The Center for Alternatives to Animal Testing is an academic center affiliated with the Division of Toxicological Sciences in the Department of Environmental Health Sciences of the Johns Hopkins University Bloomberg School of Public Health.

 

Johns Hopkins School of Public Health

Research Grants 2003-2004

Development and Use of an Immortalized Human Goblet Cell Line for the Use in Ocular Toxicity Testing

Darlene Dartt, PhD
The Schepens Eye Research Institute, Harvard University, Boston, Massachusetts

The conjunctival epithelium along with the cornea makes up the ocular surface. The conjunctiva has long been used as a component of the Draize test and mucin secretion from this tissue as one of its endpoints. To replace the Draize test, many laboratories have developed cell lines and primary cultures of corneal epithelial cells and conjunctival stratified squamous cells. No one, however, has been able to culture conjunctival goblet cells. The longterm objective of the present application is to develop a cell line of human conjunctival goblet cells with an extended life span and subsequently to use these cells for ocular irritancy testing. The specific aims are:

  1. Develop a cell line with and extended life span from human goblet cells in primary culture;
  2. Characterize the new cell line; and
  3. Determine the effect of neurotransmitters and growth factors on mucin and protein secretion from the cell line and the effect of ocular irritants on this secretion.

We recently established and characterized primary cultures of human conjunctival goblet cells from explants of surgically removed conjunctiva. For specific aim 1, we will attempt to transfect these cells with SV40 and telomerase. We will select the surviving colonies. After selection of telomerase positive cells, they will be expanded into cell line(s) and frozen down.

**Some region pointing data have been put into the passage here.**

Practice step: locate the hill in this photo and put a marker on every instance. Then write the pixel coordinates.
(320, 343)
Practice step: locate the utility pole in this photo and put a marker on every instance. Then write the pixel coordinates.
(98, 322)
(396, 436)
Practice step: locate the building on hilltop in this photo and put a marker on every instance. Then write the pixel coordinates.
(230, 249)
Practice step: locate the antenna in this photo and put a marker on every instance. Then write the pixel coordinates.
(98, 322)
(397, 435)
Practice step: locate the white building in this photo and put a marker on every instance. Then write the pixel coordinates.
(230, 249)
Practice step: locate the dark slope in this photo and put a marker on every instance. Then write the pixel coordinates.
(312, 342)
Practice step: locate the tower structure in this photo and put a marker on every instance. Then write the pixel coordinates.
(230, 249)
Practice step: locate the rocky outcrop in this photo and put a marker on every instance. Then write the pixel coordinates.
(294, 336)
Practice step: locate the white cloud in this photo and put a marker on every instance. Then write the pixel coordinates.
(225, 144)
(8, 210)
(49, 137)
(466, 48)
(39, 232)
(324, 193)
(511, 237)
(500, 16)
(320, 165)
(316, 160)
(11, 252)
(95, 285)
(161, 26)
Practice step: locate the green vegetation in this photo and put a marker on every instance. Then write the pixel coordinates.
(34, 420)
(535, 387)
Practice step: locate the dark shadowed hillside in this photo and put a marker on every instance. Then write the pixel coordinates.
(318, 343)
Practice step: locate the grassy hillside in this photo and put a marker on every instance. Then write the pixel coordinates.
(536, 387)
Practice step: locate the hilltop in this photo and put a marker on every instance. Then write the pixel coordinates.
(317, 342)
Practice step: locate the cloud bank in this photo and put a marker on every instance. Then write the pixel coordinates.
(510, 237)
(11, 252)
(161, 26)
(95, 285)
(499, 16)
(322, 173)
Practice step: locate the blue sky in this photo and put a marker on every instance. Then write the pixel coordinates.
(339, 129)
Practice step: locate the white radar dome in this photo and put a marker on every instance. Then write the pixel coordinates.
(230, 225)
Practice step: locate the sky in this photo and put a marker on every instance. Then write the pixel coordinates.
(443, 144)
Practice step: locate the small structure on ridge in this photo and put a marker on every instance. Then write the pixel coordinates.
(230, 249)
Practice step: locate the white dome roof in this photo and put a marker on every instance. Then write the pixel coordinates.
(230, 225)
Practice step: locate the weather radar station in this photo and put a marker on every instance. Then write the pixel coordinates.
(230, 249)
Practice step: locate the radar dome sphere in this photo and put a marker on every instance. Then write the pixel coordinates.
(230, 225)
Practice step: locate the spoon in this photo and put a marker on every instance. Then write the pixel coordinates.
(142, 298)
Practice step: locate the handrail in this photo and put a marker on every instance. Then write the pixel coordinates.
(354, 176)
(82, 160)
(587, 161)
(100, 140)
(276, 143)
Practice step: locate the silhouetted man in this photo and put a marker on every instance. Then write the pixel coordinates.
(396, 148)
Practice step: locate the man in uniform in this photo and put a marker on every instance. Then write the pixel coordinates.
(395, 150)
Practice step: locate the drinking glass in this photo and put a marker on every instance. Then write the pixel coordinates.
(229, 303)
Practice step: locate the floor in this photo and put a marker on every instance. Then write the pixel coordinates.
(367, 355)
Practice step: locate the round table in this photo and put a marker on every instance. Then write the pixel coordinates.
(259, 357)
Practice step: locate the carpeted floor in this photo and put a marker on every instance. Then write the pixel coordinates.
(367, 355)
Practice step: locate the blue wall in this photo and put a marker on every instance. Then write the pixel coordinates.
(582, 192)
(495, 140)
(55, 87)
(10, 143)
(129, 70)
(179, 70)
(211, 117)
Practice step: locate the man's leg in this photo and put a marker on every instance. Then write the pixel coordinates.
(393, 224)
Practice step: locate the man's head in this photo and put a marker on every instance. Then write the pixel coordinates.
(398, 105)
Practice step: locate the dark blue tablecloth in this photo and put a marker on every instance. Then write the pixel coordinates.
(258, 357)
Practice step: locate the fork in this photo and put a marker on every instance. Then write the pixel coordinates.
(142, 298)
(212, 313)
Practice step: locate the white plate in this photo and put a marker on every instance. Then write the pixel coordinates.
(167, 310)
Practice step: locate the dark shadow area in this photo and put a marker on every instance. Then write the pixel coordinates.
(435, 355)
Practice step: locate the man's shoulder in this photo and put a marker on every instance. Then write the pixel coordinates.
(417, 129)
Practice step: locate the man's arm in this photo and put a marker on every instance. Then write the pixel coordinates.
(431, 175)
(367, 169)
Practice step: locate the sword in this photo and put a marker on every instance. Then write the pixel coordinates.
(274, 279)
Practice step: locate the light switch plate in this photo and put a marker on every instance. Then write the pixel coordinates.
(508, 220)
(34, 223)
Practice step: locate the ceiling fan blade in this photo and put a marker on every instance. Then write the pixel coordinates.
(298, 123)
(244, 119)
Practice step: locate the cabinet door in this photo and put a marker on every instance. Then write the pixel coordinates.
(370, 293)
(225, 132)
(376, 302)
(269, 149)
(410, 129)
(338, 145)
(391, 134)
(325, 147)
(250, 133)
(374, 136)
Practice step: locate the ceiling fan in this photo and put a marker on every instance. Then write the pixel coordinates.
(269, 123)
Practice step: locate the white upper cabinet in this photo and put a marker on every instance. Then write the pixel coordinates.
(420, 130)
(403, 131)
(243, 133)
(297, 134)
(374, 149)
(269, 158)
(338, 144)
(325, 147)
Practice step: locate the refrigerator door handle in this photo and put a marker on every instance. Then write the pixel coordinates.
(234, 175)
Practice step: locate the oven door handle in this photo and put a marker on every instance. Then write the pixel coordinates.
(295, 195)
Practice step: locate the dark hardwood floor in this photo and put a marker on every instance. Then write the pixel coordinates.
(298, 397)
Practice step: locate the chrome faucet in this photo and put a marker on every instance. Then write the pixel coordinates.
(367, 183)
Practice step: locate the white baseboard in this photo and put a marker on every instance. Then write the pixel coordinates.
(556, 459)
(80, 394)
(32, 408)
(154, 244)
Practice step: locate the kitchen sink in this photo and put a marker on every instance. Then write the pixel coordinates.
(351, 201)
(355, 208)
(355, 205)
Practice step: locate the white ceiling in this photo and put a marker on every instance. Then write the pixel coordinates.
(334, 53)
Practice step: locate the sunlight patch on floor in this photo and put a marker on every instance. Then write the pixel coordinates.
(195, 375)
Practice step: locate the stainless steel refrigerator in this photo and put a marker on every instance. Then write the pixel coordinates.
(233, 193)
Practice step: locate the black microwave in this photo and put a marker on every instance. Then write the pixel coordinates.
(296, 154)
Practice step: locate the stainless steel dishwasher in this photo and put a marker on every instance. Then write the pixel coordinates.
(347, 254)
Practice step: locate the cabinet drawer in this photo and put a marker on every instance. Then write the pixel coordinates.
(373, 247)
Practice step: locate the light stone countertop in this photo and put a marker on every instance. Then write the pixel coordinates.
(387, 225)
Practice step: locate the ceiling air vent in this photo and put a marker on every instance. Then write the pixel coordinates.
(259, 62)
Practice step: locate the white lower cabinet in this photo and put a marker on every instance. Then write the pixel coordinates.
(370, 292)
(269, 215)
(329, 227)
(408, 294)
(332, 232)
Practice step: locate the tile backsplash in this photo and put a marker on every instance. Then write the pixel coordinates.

For specific aim 2, we will characterize the colonies of cells. We will first determine if the surviving cells retain their goblet cell characteristics by western blotting and immunofluorescence, microscopy. We will investigate whether these cells contain the intermediate filament keratin 7, the secretory mucin muc 5ac, terminal sugars on the secretory mucins that recognize the lectin Helix pornatia agglutinnin (HPA), and secretory product that stains with alcian blue/periodic acid Schiffs reagent. These are all specific markers of goblet cells. We will next determine if these cells contain keratin 4 and terminal sugars on the mucin secretory product that recognize the lectin Banderia, both of which are specific for the stratified squamous cells of the conjunctiva. We will select colonies that contain goblet cell markers. Colonies of cells will also be analyzed by electron microscopy to investigate if they contain large numbers of secretory vesicles, also indicative of goblet cells. Finally, we will determine the population doubling time of these cells with the goal of obtaining a 20 fold or more doubling capacity. For specific aim 3, we will use the newly created cell line of conjunctival goblet cells to determine the effect of neurotransmitters and growth factors on their secretion of mucin. Cells will be grown on glass coverslips in 6 well tissue culture plates. To measure secretion coverslips containing cells will be incubated with agonists for varying times from 15 to 120 minutes. The medium will be removed and the cells scraped and homogenized. Medium and cell homogenate will be analyzed for the amount of secretory product using an enzyme linked lectin assay with HPA lectin. We will test the neurotransmitters and growth factors that we have previously found to stimulate rat conjunctival goblet cell secretion. These results will be used as a baseline to then determine if known ocular irritants effect basal, neurotransmitter, or growth factor stimulated secretion.

The development of a goblet cell line with an expanded life span that secretes mucins and other antibacterial proteins is a useful model that could be potentially used as an alternative to the Draize test.